A Fix Has Been Proposed For The Slower AMD Performance On Linux 5.11
As outlined in that original article after bisecting the sizable performance regressions and in follow-up tests, AMD hardware performing slower on Linux 5.11 came down to the CPU frequency invariance support introduced this cycle and is utilized by the "Schedutil" CPU frequency scaling governor. With Schedutil often being the default for AMD systems on newer versions of the Linux kernel, this regression on Linux 5.11 compared to prior kernel releases has been unfortunate.

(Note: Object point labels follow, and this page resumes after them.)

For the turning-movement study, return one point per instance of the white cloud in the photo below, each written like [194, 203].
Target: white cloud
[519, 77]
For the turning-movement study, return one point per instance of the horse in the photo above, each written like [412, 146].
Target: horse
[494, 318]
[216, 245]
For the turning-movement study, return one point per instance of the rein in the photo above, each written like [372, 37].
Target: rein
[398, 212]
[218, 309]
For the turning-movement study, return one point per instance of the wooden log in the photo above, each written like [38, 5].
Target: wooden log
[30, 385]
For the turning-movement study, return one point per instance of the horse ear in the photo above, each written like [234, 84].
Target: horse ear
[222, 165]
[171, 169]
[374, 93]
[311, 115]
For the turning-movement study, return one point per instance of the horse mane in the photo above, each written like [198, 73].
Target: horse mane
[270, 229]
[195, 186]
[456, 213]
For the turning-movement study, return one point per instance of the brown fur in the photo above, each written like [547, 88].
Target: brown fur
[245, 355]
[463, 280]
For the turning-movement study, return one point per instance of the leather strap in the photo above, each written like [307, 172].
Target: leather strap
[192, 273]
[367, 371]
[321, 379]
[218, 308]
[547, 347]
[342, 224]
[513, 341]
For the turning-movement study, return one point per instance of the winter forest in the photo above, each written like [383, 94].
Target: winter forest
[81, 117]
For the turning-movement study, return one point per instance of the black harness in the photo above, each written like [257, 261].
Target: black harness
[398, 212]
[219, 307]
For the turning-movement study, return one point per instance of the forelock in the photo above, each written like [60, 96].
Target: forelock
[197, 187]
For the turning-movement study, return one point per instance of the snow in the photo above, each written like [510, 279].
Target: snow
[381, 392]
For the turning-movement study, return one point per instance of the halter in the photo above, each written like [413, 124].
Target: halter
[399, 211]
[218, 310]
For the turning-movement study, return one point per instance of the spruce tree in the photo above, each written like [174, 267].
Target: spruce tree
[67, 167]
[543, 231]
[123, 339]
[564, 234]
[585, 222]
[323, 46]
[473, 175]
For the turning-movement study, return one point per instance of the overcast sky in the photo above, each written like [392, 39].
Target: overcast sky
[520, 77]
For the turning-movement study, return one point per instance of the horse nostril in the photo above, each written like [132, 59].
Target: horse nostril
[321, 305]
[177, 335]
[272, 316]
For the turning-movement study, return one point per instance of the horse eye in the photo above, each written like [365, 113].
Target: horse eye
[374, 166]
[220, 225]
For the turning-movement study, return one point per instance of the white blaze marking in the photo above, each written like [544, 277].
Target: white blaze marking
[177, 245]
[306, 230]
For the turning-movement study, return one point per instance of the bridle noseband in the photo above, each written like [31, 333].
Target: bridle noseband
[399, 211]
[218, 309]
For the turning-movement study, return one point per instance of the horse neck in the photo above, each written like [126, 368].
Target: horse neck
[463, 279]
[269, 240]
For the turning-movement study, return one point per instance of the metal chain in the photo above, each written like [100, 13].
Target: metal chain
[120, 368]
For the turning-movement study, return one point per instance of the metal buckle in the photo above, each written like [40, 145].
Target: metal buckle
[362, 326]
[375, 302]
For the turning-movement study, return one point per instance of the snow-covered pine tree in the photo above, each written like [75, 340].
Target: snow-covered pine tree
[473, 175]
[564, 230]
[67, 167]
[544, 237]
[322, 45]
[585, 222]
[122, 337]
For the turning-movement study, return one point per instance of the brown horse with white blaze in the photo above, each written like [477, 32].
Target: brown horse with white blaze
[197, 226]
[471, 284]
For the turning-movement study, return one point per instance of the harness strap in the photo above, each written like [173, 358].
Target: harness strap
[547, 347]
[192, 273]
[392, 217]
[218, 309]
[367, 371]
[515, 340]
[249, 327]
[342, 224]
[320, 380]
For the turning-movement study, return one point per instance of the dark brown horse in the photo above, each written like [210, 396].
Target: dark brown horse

Giovanni Gherdovich of SUSE who worked out the AMD CPU frequency invariance support in cooperation with AMD engineers has now come up with a fix. From his analysis of the situation, "The problem happens on CPU-bound workloads spanning a large number of cores. In this case schedutil won't select the maximum P-State. Actually, it's likely that it will select the minimum one. A CPU-bound workload puts the machine in a state generally called "over-utilization": an increase in CPU speed doesn't result in an increase of capacity. The fraction of time tasks spend on CPU becomes constant regardless of clock frequency (the tasks eat whatever we throw at them), and the PELT invariant util goes up and down with the frequency (i.e. it's not invariant anymore)."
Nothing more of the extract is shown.